Хосе Аркадио Второй проявил редкую любознательность, расспрашивал с таким интересом, что Петронио потерял терпение.
— Я сам пойду сегодня ночью, — признался он. — Если пообещаешь молчать, возьму тебя в следующий вторник с собой.
Во вторник Петронио действительно спустился с башни вниз с деревянной скамеечкой, предназначение которой до сих пор было неизвестно, и повел Хосе Аркадио Второго в ближайший загон. Юноша так пристрастился к этим ночным вылазкам, что прошло порядочно времени, прежде чем его увидели в заведении Катарины. С утра до вечера он готовил петухов к боям.
— Убери отсюда этих птиц, — приказала Урсула, когда он в первый раз явился в дом со своими пестрыми красавцами. — Петухи уже принесли нашему дому большие беды, а теперь ты этих сюда притащил.
Хосе Аркадио Второй унес петухов без возражений, но продолжал дрессировать и холить их у Пилар Тернеры, его бабки, которая предоставила в его распоряжение весь дом, лишь бы внук был при ней. Вскоре он блеснул на петушиных боях таким мастерством, приобретенным у падре Антонио Исабеля, что стал зарабатывать массу денег, которых ему хватало не только на разведение пернатых, но и для удовлетворения своих мужских потребностей. Урсула в ту пору часто сравнивала его с братом и никак не могла взять в толк, почему близнецы, до жути похожие в детстве, стали совсем разными людьми. Впрочем, ей не пришлось долго удивляться, ибо вскоре и Аурелиано Второй стал проявлять склонность к лености и мотовству. Пока он торчал день-деньской в комнате Мелькиадеса, его занимали собственные мысли, как полковника Аурелиано Буэндию в молодости.

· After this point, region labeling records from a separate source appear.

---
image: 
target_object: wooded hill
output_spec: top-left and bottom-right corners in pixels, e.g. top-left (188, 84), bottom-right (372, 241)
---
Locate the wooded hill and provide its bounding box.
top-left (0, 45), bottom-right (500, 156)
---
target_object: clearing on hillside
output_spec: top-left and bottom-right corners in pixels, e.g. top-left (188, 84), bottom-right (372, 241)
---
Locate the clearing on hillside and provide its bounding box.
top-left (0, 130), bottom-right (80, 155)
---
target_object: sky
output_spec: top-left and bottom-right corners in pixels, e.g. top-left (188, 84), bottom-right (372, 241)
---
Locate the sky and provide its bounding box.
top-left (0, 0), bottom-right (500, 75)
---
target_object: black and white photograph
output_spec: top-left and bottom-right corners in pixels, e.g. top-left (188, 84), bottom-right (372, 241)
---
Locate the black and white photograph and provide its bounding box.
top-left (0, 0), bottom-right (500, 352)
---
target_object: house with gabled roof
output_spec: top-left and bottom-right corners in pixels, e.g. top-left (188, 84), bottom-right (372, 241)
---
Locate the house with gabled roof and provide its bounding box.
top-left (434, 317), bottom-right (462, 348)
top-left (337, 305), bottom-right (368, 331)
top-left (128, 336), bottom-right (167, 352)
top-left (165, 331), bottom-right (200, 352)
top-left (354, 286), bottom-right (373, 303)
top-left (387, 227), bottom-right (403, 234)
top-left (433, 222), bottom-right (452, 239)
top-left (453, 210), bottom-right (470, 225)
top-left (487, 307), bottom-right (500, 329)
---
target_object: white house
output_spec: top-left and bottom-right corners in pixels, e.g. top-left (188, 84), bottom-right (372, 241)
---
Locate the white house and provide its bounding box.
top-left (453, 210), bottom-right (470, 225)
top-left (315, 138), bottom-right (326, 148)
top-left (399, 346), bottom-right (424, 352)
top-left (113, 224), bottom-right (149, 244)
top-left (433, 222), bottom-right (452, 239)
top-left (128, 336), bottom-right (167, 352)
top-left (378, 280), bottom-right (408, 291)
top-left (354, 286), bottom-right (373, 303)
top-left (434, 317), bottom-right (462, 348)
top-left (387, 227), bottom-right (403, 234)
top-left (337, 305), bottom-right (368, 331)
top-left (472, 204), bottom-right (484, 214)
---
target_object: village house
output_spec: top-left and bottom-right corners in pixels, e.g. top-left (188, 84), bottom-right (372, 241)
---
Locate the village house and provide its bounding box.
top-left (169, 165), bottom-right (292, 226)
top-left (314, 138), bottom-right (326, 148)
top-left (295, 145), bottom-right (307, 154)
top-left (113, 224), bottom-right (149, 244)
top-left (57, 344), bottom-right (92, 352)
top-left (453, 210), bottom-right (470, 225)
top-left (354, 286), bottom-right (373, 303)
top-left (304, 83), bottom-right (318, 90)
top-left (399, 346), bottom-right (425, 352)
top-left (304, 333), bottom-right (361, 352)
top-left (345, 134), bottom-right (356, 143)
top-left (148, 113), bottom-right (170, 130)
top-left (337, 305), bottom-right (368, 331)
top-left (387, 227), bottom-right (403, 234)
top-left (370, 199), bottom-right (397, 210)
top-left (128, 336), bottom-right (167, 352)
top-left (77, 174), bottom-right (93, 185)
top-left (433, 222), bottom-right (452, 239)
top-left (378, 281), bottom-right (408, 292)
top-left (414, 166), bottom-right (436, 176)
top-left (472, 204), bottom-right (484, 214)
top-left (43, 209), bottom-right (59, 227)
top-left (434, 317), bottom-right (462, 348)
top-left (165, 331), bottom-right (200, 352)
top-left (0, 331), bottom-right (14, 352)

Но незадолго до Неерландского перемирия случайное событие положило конец его затворничеству и окунуло в житейское море. Одна молодая женщина, продававшая лотерейные билеты, сулившие счастливцу аккордеон, поздоровалась с ним, как с очень близким приятелем. Аурелиано Второй не удивился, так как его часто принимали за брата, Хосе Аркадио Второго. Но он не стал выводить ее из заблуждения, даже тогда, когда девушка попыталась разжалобить его всхлипываниями, и тогда, когда ей удалось завлечь его к себе в комнату. С этой первой встречи она так его полюбила, что смошенничала с билетами и аккордеон достался ему. Недели через две Аурелиано Второй понял, что девушка спит попеременно с ним и с его братом, принимая их за одного и того же мужчину, но ситуацию не прояснил, а, напротив, постарался скрыть истинное положение вещей и все оставить как было. В комнату Мелькиадеса он больше не возвращался. Все дни проводил в патио, пытаясь по слуху играть на аккордеоне, несмотря на протесты Урсулы, которая в те времена запретила в доме всякую музыку из-за трауров и вообще с презрением относилась к аккордеону, как к инструменту бродяг, наследников Франсиско Человека. Тем не менее Аурелиано Второй стал прекрасным аккордеонистом и продолжал играть после женитьбы и рождения детей и считался одним из самых уважаемых граждан Макондо.